Exobiology is no more fantastic than the realization of space travel itself, and we have a grave responsibility to explore its implications for science and for human welfare with our best scientific insights and knowledge.

He in effect invented the field of astrobiology, which NASA adopted.  All those projects they sent to Mars looked for signs of microbial life.

When Charles Townes and I proposed in 1976 to the NASA Ames Research Center a technique to not only for the first time detect an extrasolar planet, also measure the atmospheric composition, we were rebuffed.  This concept could also have found compounds like phosphine.


Which leads me to what was announced two weeks ago by an international team of scientists using a telescope on Mauna Kea:  a possible detection of life in the atmosphere of Venus.  What they discovered was a rare gaseous compound, phosphine, which can ONLY be produced by microbes in the natural conditions found on Venus.  Phosphine:
  • Is a toxic gas (smells like rotting fish) with the chemical formula of PH3, that is, one phosphorus and three hydrogen atoms.
  • The measurement these scientists made at 31 miles from the surface of Venus was 20 parts per billion, which, on that planet, can only come from "life".
  • This gas is destroyed by ultraviolet radiation, and thus must be self-replenishing.
Of all the coincidences, there is a New Zealand company, Rocket Lab, working on a mission to Venus...now to discover life.  Their Electron rocket will deliver a satellite, called Photon, to that planet in 2023, which has a probe to crash on the surface.  Quoting Peter Beck (left), CEO:  This mission is to go and see if we can find life.  They have already launched a dozen rockets, putting satellites in orbit for the private sector, NASA and U.S. military.  This effort will cost tens of millions of dollars, and they are seeking partners.  NASA has two larger missions, DAVINCI+ and VERITAS, in their Venus plans.
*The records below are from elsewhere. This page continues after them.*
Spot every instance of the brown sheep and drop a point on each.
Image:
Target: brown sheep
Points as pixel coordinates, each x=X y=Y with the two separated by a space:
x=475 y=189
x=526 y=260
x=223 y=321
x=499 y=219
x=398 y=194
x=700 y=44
Of course, I have a special interest in this heavenly body because my next book might be entitled The Venus Syndrome.  I now have a storyline because of these recent developments.

My countdown is at #91, and there are two songs in contention, both by the Chiffons:

Now how could these two songs rate higher than something from the Beatles?  The overriding factor is meaningfulness and emotion.  They were released early in 1963 when I was in boot camp.  To recap, I got married late in 1962, worried about being drafted, so joined the Army Reserves, where they sent me to 8 weeks of sheer agony at their Helemano Military Reservation.  I had never before been so physically challenged.  Maybe because of these songs, I survived, and even volunteered for another 8-weeks of advanced infantry training.  After 16 weeks I was in the best condition of my life.

So what is #91?  I'll just select both.